The city has spent a total of $654 million on car crash-related settlements in the past 10 years.
A new report from the New York City Comptroller’s Office is shedding light on just how much money the city has dished out because of car accidents involving their fleet vehicles — especially the New York Police Department. Over the ten-year period covered in the report, the city settled $246.8 million in NYPD-related crash claims.

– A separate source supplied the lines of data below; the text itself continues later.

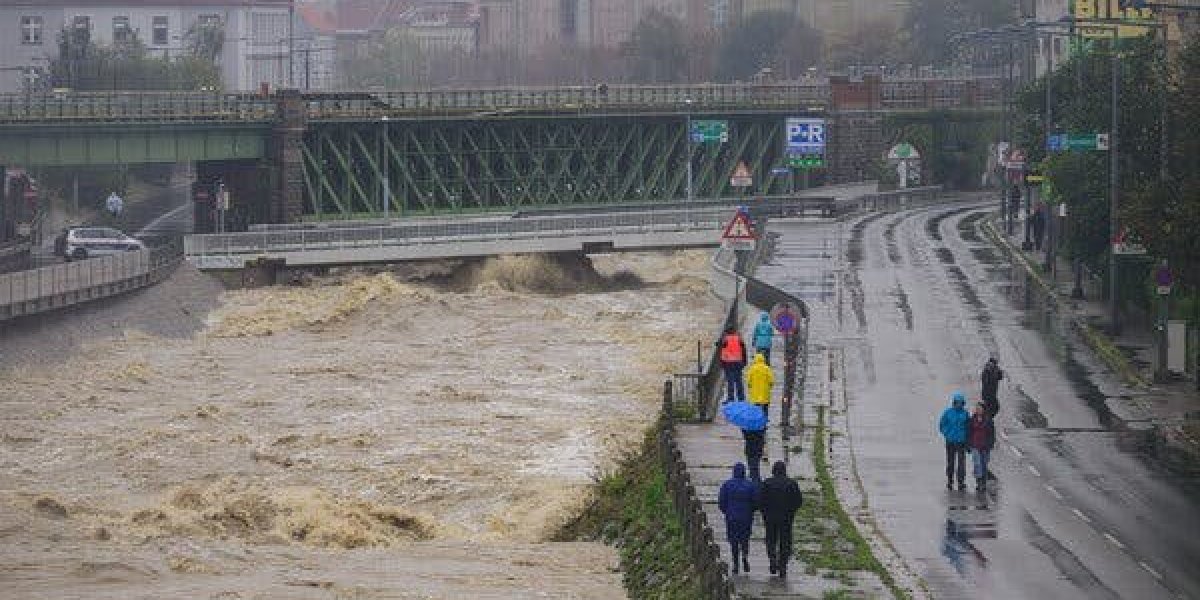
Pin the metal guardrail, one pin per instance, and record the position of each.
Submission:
(617, 97)
(48, 288)
(136, 106)
(347, 238)
(202, 106)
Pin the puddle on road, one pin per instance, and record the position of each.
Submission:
(324, 424)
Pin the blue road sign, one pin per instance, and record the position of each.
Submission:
(805, 136)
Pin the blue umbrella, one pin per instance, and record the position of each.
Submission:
(745, 415)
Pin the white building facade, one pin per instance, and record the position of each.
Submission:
(256, 49)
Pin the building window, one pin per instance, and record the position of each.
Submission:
(568, 23)
(121, 30)
(31, 30)
(160, 30)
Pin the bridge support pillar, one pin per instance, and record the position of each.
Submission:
(856, 129)
(286, 155)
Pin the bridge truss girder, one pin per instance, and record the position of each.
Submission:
(511, 163)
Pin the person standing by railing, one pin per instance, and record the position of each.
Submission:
(732, 354)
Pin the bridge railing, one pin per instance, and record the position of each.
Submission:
(57, 286)
(141, 106)
(399, 234)
(673, 97)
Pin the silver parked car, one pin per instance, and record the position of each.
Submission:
(81, 243)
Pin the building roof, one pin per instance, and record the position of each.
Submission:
(137, 4)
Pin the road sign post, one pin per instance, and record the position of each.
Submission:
(805, 145)
(739, 234)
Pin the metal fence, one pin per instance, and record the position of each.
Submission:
(401, 234)
(48, 288)
(136, 106)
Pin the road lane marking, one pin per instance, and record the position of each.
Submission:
(1151, 570)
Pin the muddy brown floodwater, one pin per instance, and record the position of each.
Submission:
(357, 437)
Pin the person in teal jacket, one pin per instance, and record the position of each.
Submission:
(763, 334)
(953, 426)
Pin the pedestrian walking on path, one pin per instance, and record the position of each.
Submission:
(991, 377)
(953, 426)
(732, 354)
(780, 501)
(763, 336)
(981, 439)
(738, 499)
(760, 379)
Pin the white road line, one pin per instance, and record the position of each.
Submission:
(1151, 570)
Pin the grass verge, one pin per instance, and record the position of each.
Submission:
(631, 509)
(826, 537)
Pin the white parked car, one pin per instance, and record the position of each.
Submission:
(81, 243)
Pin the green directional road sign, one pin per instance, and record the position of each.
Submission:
(1087, 142)
(705, 131)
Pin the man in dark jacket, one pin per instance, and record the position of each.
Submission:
(738, 499)
(780, 501)
(990, 377)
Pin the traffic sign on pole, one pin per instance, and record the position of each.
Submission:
(742, 177)
(739, 234)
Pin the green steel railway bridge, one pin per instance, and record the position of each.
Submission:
(294, 156)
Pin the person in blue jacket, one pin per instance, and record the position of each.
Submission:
(953, 426)
(763, 334)
(738, 499)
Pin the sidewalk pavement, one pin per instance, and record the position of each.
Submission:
(1170, 409)
(712, 449)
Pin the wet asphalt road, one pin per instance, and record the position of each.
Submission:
(915, 303)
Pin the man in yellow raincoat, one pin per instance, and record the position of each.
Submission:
(759, 382)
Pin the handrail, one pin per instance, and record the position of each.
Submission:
(53, 287)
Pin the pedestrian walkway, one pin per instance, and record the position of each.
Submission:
(712, 449)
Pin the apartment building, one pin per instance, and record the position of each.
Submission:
(256, 51)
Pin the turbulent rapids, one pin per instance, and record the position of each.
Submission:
(360, 436)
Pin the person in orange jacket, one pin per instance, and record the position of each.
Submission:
(732, 354)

All in all, the city’s fleet as a whole racked up $653.9 million in settlements over the 10-year period that spanned from Fiscal Year 2012 to Fiscal Year 2021. The report shows that even though crash claims were lower at the end of the decade than the beginning, the total price of payouts got higher as the years went on. In 2021, the city said it spent $130.1 million on the issue. The media settlement for a crash jumped from an average of $9,000 in FY 2012 to $50,000 in FY 2021.

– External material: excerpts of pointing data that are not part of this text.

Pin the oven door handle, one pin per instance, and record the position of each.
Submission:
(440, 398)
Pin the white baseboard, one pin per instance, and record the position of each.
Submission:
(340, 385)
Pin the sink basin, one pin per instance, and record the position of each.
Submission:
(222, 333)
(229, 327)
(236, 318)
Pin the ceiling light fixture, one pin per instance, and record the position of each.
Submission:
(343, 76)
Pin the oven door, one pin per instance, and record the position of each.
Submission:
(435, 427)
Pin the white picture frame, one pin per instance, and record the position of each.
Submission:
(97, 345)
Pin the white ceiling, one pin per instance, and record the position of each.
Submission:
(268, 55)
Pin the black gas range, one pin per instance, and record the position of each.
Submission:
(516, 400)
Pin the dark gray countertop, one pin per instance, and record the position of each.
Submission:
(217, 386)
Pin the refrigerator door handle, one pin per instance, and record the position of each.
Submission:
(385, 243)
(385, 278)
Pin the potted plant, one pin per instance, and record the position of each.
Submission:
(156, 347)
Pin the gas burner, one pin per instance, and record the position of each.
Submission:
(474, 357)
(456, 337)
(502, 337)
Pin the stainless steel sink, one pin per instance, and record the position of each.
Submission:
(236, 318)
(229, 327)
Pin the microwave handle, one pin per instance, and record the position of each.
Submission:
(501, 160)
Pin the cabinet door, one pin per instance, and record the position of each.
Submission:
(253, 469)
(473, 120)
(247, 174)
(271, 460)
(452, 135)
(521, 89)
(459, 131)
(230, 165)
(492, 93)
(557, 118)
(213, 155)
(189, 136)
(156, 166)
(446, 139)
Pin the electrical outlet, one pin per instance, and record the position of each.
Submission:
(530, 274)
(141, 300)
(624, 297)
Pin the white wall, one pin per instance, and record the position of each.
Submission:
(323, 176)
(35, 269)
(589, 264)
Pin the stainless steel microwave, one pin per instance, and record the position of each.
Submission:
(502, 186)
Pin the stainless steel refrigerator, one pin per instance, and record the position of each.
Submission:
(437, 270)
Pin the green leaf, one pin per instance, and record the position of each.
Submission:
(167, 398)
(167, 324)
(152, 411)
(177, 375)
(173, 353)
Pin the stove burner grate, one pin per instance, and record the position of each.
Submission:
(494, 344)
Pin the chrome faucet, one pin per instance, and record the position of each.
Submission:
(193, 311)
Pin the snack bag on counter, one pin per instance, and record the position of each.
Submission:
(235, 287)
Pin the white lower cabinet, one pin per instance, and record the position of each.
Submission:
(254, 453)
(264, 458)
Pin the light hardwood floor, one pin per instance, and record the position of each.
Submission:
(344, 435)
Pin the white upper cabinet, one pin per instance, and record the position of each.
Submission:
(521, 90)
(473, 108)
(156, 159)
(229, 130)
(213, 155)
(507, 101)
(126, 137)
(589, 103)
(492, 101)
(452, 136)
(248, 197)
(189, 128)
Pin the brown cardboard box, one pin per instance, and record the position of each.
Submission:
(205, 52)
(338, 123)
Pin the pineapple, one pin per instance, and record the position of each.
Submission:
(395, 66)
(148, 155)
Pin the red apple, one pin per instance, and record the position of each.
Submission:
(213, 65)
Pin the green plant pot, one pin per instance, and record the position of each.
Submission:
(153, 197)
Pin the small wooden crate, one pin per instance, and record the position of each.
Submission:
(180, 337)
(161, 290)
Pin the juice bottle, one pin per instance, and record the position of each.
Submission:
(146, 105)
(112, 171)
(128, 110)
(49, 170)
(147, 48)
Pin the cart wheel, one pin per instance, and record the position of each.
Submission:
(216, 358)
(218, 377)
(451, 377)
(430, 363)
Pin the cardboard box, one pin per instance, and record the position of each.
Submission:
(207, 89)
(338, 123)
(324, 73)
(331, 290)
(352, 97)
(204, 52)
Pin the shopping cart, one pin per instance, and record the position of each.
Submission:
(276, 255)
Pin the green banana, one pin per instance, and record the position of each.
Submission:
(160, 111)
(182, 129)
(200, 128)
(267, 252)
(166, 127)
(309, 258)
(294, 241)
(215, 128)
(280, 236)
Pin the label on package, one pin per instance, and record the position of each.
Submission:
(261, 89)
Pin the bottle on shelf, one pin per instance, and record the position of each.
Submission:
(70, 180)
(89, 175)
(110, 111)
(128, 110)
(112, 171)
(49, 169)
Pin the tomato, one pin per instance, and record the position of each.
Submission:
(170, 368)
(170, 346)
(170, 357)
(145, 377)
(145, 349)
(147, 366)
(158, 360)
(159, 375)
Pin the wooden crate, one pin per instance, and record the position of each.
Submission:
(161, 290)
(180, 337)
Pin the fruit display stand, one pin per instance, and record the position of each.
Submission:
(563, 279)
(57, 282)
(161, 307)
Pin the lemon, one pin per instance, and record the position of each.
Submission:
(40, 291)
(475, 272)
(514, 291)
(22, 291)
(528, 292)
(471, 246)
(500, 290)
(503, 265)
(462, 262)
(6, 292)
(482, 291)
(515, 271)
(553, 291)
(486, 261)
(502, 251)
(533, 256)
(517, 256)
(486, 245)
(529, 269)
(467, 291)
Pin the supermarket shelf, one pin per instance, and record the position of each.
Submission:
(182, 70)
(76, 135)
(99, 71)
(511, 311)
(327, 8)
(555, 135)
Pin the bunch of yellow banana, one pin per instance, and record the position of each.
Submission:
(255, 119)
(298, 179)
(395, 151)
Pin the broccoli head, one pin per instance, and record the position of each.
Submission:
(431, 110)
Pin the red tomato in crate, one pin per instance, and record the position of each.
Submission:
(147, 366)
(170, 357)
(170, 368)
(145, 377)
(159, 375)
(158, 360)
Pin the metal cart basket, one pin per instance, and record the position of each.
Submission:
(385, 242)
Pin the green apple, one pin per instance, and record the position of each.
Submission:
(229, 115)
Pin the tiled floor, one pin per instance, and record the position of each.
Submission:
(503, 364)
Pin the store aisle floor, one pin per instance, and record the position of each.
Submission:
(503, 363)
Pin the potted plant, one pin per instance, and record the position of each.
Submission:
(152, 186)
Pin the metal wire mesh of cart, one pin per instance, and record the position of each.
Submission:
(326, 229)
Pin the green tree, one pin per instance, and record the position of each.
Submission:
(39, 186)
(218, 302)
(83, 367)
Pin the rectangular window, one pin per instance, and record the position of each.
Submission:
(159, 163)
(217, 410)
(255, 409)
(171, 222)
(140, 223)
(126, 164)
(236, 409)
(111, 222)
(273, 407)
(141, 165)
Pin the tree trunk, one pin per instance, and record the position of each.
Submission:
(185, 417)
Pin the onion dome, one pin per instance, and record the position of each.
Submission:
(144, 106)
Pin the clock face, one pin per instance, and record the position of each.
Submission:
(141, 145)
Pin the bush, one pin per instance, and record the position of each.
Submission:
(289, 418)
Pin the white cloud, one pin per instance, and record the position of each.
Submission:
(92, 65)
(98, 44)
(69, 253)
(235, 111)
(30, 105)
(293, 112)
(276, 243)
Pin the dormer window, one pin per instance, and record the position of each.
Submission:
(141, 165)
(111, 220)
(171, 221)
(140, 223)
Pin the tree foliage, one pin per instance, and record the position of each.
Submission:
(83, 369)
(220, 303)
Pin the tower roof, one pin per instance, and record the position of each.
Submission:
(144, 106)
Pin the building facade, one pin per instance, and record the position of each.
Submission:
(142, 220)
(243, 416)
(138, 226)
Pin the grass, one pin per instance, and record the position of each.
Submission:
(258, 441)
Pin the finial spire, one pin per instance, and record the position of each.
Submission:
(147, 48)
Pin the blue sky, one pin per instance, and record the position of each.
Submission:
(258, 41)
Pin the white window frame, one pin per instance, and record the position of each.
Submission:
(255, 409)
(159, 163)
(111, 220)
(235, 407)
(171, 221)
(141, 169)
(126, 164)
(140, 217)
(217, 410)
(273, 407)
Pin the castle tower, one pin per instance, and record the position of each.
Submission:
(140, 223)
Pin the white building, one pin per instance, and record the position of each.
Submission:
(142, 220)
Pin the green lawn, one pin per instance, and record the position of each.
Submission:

Some of that — as pointed out in the report — has to do with the NYPD’s ever-increasing SUV fleet. It now makes up 18 percent of all NYPD vehicles, and it has far outpaced the city’s other fleets. The report says that larger vehicles that are involved in collisions tend to cause more damage and injury.

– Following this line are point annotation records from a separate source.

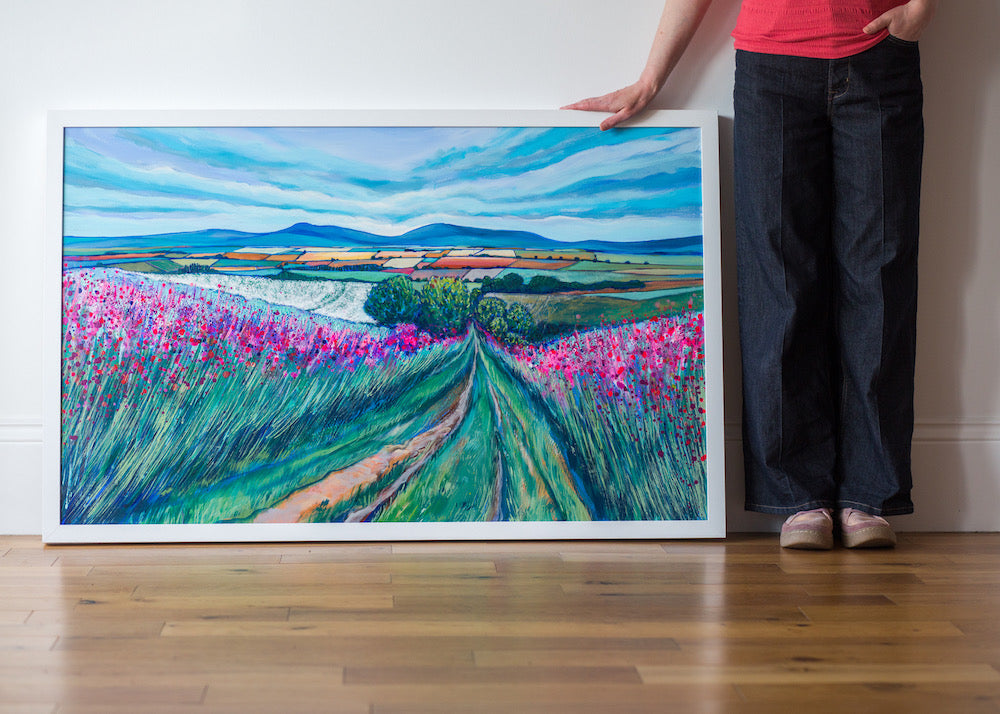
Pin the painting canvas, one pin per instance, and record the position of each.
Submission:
(383, 326)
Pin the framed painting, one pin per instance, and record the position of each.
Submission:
(382, 325)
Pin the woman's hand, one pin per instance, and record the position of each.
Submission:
(678, 22)
(907, 22)
(622, 104)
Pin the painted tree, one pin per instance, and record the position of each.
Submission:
(445, 306)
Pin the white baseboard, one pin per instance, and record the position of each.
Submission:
(956, 467)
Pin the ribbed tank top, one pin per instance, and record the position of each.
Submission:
(825, 29)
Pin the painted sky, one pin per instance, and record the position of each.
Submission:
(568, 184)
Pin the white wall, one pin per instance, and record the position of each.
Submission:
(525, 54)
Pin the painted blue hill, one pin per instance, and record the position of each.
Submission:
(435, 235)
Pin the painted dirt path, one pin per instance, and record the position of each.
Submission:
(492, 456)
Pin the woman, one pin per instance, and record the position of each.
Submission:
(828, 137)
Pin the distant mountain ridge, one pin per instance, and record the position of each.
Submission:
(434, 235)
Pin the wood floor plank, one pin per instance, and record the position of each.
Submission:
(737, 625)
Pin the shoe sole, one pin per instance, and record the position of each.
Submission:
(876, 537)
(807, 540)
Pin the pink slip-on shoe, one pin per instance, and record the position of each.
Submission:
(863, 530)
(808, 530)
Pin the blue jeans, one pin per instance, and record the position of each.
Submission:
(827, 184)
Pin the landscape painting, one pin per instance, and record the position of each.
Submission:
(354, 331)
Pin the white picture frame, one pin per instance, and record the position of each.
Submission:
(77, 198)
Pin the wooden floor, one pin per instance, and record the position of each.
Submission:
(730, 626)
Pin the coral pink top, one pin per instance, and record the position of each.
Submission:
(826, 29)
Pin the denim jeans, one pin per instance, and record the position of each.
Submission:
(827, 183)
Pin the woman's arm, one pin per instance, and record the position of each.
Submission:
(677, 26)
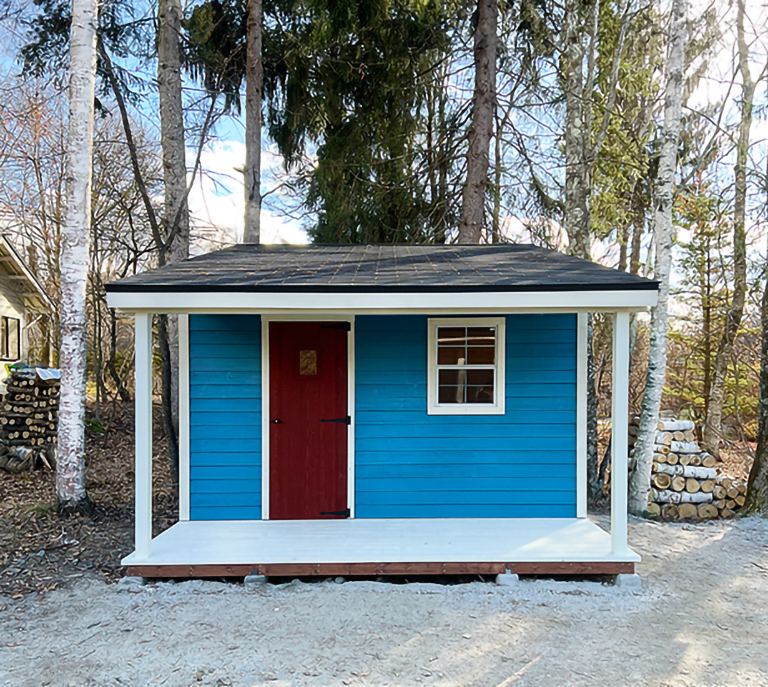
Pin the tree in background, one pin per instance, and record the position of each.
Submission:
(481, 126)
(254, 85)
(662, 223)
(71, 495)
(711, 427)
(346, 87)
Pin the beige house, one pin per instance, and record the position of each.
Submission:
(23, 301)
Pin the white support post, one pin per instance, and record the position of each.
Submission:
(581, 415)
(619, 434)
(143, 391)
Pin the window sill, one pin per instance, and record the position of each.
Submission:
(465, 410)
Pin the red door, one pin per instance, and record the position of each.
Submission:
(308, 421)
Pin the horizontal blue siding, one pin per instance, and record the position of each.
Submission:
(410, 464)
(225, 417)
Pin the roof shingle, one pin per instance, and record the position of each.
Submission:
(382, 268)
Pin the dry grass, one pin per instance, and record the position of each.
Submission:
(40, 550)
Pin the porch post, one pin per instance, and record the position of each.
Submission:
(143, 429)
(619, 439)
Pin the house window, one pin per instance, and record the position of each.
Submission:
(10, 338)
(466, 366)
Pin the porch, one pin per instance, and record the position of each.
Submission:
(543, 546)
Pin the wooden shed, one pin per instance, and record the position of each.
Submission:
(372, 409)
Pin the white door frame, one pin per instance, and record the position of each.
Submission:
(265, 424)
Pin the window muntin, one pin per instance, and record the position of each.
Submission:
(466, 366)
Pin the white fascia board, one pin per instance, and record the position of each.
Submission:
(371, 303)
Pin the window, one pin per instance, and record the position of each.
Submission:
(10, 337)
(466, 366)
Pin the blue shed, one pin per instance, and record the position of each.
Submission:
(372, 410)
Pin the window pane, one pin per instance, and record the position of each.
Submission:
(451, 336)
(13, 339)
(451, 387)
(481, 336)
(477, 355)
(451, 356)
(480, 386)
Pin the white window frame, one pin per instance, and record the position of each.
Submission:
(497, 407)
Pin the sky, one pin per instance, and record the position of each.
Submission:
(216, 199)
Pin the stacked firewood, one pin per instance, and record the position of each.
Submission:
(28, 419)
(686, 482)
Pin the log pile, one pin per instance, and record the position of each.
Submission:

The report also found that if New York City could reduce crash claims by just 20 percent, it could save the city (and us wonderful taxpayers) $25 million per year.
“The epidemic of vehicle crashes is a serious public safety concern to New Yorkers, and unfortunately the City fleet is not an exception,” Brand Lander, City Comptroller, said in the report. But, in these cases, when a New Yorker is hit and harmed by a squad car or garbage truck, it’s New York City taxpayers who have to settle the bill.”
The report says that the best way to get around these crazy expenditures and issues is to upgrade vehicle technologies by adding automatic emergency braking and intelligent speed assistance, reducing the size and number of vehicles in the city’s fleet (the actual solution), and strengthening measures to hold drivers and agencies in the city accountable.